On oublie souvent que le général de Gaulle n'est pas né général. Son parcours n'en est que plus remarquable quand on constate que parti de chez lui il est arrivé là où l'Histoire la placé. Au départ, Charles que ses copains de bistrot appelaient familièrement Charlot, n'avait pas de dons particuliers si ce n'est qu'il tenait bien la chopine. Dans son milieu c'était un atout certain mais cela ne lui ouvrait pas de portes vers un avenir radieux.
A Lille sa ville natale, il avait son QG au Café des Sports où il passait ses journées, allant du comptoir au billard, un verre dans une main, da pipe dans l'autre. A l'époque il fumait la pipe par économie, récupérant des mégots qu'il évidait dans le fourneau. Le temps semblait long tout comme sa silhouette qui s'élevait dans les airs comme un signe précurseur. Un jour de pluie gris et froid, l'ennui devenant insupportable, Charles se risqua dans l'arrière salle du café où des retraités passaient le temps à jouer à la belotte et dépenser leurs pensions en canons ou bocks de bière.
La vie offre de ces hasards dont on se souvient plus tard avec un étonnement émerveillé. Une table de trois joueurs se désespérait d'en trouver un quatrième, « Hé ! Charlot, tu viens taper le carton avec nous ? ». Après avoir hésité un instant, Charles posa sa grande carcasse sur la chaise offerte, se fit servir une petite mousse et expliquer les grandes lignes du règlement. A partir de ce jour Charles ne quitta plus la table de jeu et devint le meilleur stratège du quartier.

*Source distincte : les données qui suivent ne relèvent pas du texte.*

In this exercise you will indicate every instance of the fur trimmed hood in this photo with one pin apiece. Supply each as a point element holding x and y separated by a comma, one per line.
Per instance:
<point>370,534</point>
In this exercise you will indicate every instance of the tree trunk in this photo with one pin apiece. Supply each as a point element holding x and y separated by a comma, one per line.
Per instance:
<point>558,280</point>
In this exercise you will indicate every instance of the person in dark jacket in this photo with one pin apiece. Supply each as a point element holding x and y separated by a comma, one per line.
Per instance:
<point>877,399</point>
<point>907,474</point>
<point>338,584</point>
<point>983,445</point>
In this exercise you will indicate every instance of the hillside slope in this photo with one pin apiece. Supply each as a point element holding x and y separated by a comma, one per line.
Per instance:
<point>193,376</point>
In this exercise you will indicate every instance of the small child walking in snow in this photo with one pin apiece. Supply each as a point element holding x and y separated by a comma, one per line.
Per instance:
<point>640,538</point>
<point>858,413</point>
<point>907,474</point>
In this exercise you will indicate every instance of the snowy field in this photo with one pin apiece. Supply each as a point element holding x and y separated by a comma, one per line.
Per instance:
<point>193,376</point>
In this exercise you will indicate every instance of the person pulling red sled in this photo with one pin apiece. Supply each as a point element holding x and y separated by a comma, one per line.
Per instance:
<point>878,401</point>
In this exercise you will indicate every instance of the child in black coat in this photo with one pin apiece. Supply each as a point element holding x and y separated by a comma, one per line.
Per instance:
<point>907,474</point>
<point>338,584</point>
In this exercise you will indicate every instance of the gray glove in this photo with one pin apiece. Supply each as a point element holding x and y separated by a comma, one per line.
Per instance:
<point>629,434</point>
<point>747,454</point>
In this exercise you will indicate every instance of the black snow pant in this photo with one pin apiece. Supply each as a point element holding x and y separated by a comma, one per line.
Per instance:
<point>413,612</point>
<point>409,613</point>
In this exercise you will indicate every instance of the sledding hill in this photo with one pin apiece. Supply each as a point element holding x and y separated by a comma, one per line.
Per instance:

De longs mois passèrent ainsi, capots et dix de der s'enchaînaient les uns après les autres, au grand désespoir de ses adversaires qui rendaient les armes plus souvent qu'à leur tour. L'hiver et le printemps se succédèrent, jusqu'au matin du 18 juin où Charles se leva de sa chaise et sorti du Café des Sports en criant à la cantonade « Le devoir m'appelle ! ». La suite est mieux connue.